J'aurais voulu écrire un poème punk mais je sais pas ce que ma grand-mère va en penser.
J'aurais voulu parler de ta naissance et de ta mort mais je crois que le monde n'est pas encore prêt.
J'aurais voulu parler vraiment de ta mort mais je crois que le monde n'est pas du tout prêt, non la vérité c'est que je ne sais pas encore comment le raconter.
J'aurais voulu citer Camus mais je crois que je vais citer Beigbeder;
on peut lui reprocher plein de trucs à ce type, mais il a eu le courage d'écrire un truc vivant et réaliste et trash sur le 11 septembre 2001.
Il a expliqué qu'il était impossible d'écrire sur ce sujet mais qu'il était encore bien plus impossible d'écrire sur autre chose ; alors tant bien que mal, il a craché son texte violent, sensible et hard sur le sujet, tant que ce n'était pas fait, rien d'autre n'était possible pour lui. Ecrire la mort.
10h24
J'ignore vraiment pourquoi j'ai écrit ce livre. Peut-être parce que je ne voyais absolument pas l'intérêt de parler d'autre chose. Qu'écrire d'autre . Les seuls sujets intéressants sont les sujets tabous. Il faut écrire ce qui est interdit. La littérature française est une longue histoire de désobéissance. Aujourd'hui les livres doivent aller là où la télévision ne va pas. Montrer l'invisible, dire l'indicible. C'est peut-être impossible mais c'est sa raison d'être. La littérature est une "mission impossible". (F. Beigbeder, Windows on the world", 2005.)
Vous connaissez la fin: tout le monde meurt. Certes la mort arrive à pas mal de gens, un jour ou l'autre. L'originalité de cette histoire, c'est que tous ses personnages vont mourir en même temps et au même endroit.

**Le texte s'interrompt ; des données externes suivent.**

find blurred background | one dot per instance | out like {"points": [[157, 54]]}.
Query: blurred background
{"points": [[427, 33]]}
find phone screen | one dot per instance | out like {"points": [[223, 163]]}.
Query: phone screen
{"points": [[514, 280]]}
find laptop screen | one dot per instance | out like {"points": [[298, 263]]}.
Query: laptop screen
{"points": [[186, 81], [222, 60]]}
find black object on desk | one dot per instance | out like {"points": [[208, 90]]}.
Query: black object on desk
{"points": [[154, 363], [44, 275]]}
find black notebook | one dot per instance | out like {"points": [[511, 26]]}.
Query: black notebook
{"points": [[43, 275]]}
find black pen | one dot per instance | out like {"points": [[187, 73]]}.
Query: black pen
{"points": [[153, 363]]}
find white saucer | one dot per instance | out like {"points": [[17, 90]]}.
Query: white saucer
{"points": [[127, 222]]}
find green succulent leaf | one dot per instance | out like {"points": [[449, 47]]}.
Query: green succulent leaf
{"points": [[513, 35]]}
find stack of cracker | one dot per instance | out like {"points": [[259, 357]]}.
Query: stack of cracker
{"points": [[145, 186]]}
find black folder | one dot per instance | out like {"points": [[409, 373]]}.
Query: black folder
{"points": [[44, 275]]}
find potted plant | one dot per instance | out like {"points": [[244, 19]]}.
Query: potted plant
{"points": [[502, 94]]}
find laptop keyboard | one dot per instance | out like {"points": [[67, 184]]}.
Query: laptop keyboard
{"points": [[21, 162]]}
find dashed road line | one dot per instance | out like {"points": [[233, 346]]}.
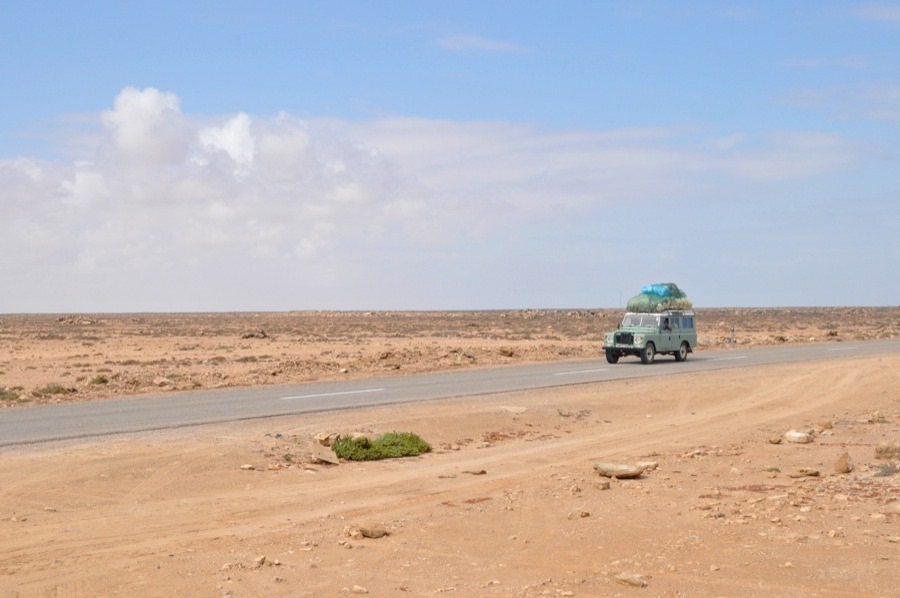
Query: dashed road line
{"points": [[576, 372], [333, 394]]}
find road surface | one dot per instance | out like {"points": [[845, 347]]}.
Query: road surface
{"points": [[47, 423]]}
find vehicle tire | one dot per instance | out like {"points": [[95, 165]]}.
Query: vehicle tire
{"points": [[648, 353]]}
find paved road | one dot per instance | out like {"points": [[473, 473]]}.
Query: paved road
{"points": [[172, 410]]}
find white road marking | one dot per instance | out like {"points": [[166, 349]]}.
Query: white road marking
{"points": [[333, 394], [575, 372]]}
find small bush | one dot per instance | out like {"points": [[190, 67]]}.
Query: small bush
{"points": [[886, 470], [54, 389], [386, 446]]}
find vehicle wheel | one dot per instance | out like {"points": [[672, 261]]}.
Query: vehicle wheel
{"points": [[648, 353]]}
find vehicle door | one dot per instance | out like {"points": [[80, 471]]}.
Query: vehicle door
{"points": [[666, 334]]}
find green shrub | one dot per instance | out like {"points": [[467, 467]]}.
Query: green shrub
{"points": [[54, 389], [386, 446]]}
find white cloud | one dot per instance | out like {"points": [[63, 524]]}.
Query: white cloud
{"points": [[146, 125], [164, 202], [234, 138]]}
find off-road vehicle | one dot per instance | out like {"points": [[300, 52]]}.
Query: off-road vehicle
{"points": [[644, 335]]}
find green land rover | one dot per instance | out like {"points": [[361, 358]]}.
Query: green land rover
{"points": [[643, 335]]}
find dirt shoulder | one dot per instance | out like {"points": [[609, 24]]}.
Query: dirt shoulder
{"points": [[507, 504]]}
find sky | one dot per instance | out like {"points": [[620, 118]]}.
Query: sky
{"points": [[431, 155]]}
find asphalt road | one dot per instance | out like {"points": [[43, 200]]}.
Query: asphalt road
{"points": [[31, 425]]}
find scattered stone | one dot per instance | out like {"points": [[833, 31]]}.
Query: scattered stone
{"points": [[798, 437], [632, 579], [887, 449], [373, 531], [323, 454], [844, 464], [619, 470], [327, 438], [804, 472]]}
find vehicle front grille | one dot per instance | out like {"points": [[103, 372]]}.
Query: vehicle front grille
{"points": [[624, 338]]}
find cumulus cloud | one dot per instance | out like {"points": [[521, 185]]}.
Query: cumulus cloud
{"points": [[146, 125], [212, 206]]}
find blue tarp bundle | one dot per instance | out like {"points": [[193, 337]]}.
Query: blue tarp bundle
{"points": [[659, 296]]}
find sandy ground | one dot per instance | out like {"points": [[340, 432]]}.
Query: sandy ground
{"points": [[507, 504]]}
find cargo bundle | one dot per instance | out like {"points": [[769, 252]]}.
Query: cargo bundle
{"points": [[659, 297]]}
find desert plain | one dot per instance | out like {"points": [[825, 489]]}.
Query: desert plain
{"points": [[508, 502]]}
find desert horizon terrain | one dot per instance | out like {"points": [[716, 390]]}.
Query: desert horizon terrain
{"points": [[777, 480], [53, 358]]}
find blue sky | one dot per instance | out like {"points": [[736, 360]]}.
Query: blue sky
{"points": [[447, 155]]}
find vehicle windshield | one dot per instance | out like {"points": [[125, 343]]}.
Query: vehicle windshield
{"points": [[641, 321]]}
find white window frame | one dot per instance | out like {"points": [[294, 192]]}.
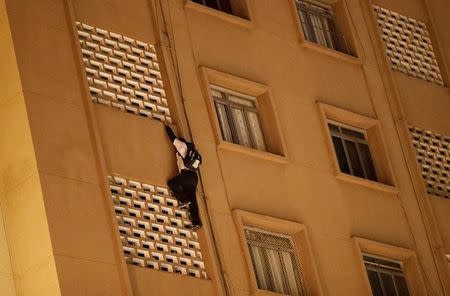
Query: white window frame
{"points": [[387, 270], [231, 120], [284, 285], [355, 140]]}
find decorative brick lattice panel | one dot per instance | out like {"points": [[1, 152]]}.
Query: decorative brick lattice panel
{"points": [[433, 154], [408, 45], [153, 230], [123, 73]]}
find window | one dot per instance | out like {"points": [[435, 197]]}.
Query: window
{"points": [[238, 118], [390, 270], [408, 45], [433, 154], [352, 151], [386, 276], [319, 26], [274, 261], [243, 116], [357, 149], [222, 5]]}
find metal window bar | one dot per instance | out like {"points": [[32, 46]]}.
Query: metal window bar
{"points": [[225, 102], [318, 24], [222, 5], [275, 262], [346, 136], [386, 276]]}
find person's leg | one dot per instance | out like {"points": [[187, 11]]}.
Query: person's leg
{"points": [[178, 186], [193, 209], [190, 191]]}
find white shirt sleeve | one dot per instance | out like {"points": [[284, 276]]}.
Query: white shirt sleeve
{"points": [[181, 147]]}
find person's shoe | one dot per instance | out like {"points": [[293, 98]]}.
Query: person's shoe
{"points": [[182, 205]]}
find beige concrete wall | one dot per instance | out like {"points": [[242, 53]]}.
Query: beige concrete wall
{"points": [[304, 189], [67, 146], [84, 247], [6, 274]]}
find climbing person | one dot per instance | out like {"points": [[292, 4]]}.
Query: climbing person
{"points": [[184, 185]]}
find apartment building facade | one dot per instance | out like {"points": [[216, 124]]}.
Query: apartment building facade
{"points": [[324, 129]]}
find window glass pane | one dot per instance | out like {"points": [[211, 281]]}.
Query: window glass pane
{"points": [[241, 127], [318, 29], [388, 284], [276, 268], [354, 158], [225, 6], [259, 266], [353, 133], [255, 128], [305, 25], [223, 122], [327, 24], [367, 162], [216, 93], [333, 128], [340, 155], [291, 273], [241, 101], [212, 3], [402, 287], [374, 283]]}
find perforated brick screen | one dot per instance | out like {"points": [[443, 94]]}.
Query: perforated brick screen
{"points": [[153, 229], [123, 73], [433, 154], [408, 45]]}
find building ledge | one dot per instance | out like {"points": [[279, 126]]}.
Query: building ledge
{"points": [[367, 183], [229, 18], [330, 52], [226, 146]]}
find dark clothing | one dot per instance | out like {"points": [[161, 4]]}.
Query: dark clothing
{"points": [[184, 187], [170, 134]]}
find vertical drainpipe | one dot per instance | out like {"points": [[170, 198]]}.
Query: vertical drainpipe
{"points": [[164, 40]]}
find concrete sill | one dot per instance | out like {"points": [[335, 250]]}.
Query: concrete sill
{"points": [[252, 152], [367, 183], [229, 18], [331, 52]]}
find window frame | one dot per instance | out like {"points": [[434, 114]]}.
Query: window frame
{"points": [[302, 247], [407, 257], [385, 178], [292, 252], [313, 7], [364, 141], [386, 270], [353, 47], [232, 124], [275, 146]]}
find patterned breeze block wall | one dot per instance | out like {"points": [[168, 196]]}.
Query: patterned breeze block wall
{"points": [[408, 45], [123, 73], [153, 230], [433, 154]]}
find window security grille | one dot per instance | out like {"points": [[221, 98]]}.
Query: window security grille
{"points": [[408, 45], [123, 73], [352, 151], [222, 5], [238, 118], [318, 25], [153, 229], [386, 276], [433, 155], [275, 262]]}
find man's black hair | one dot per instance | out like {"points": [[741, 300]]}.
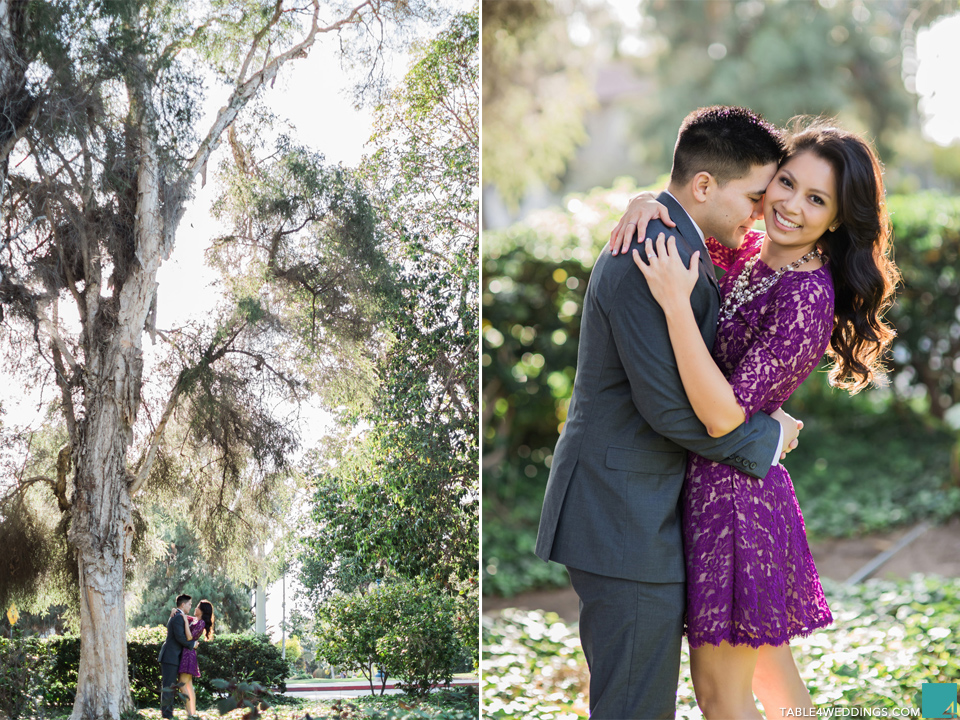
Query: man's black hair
{"points": [[726, 142]]}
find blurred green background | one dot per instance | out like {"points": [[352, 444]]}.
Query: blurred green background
{"points": [[582, 100]]}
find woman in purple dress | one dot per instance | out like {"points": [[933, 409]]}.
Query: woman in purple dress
{"points": [[199, 626], [819, 280]]}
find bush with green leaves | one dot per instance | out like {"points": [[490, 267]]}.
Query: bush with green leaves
{"points": [[54, 662], [22, 663], [406, 629], [887, 639]]}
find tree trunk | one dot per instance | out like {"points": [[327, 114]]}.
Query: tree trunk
{"points": [[99, 530]]}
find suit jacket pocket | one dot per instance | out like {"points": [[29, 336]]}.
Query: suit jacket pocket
{"points": [[647, 462]]}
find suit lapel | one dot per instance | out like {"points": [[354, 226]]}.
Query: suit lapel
{"points": [[688, 234]]}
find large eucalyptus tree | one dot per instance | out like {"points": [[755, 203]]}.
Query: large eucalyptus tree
{"points": [[100, 147]]}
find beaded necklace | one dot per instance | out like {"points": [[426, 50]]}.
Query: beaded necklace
{"points": [[742, 293]]}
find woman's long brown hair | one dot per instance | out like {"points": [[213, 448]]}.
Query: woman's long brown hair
{"points": [[858, 253]]}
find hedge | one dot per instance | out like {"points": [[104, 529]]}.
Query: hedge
{"points": [[225, 657]]}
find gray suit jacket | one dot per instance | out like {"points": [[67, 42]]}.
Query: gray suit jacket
{"points": [[176, 641], [611, 504]]}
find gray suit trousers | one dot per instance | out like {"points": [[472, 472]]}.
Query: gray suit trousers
{"points": [[630, 632], [168, 677]]}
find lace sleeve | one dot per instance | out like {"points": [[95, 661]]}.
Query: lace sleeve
{"points": [[791, 338]]}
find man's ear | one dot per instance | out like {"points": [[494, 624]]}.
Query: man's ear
{"points": [[702, 184]]}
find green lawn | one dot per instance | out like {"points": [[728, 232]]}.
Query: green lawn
{"points": [[457, 704], [888, 638]]}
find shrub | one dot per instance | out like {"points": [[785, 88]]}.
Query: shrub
{"points": [[21, 661], [406, 629], [420, 645], [56, 661]]}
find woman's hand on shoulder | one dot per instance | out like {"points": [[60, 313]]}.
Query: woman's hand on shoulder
{"points": [[640, 211], [669, 281]]}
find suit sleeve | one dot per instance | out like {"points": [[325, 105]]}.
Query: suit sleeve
{"points": [[791, 338], [640, 332], [180, 635]]}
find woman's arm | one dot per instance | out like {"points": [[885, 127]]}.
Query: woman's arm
{"points": [[710, 394], [641, 210]]}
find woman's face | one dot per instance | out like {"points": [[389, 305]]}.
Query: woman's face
{"points": [[801, 201]]}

Est-ce que la mort crée des liens entre les êtres ? (Idem)
Ma soeur est morte seule, presque seule car elle était en réanimation dans un hôpital de l'AP-HP, entourée de personnel qualifié
Il y avait aussi moi qui dormais parfois par terre, parfois sur un fauteuil, et qui veillais, parfois les médecins me demandaient de sortir pour réaliser ses soins (essayer de vérifier si elle était enfin en état de mort cérébrale, et s'ils allaient pouvoir récupérer ses organes, surtout), et ils me viraient en me conseillant de sortir un peu du service de réa, de manger et de me doucher.
J'aurais voulu parler de la destruction de ma personnalité,
j'ai compris maintenant un peu de ce qui s'était passé,
La culpabilité m'a tellement rongée
je vois plus trop l'importance d'exister
j'ai décidé de continuer pour les autres mais en moi il y a un vide affreux, attends on va voir à l'intérieur je suis qu'une immense plaie.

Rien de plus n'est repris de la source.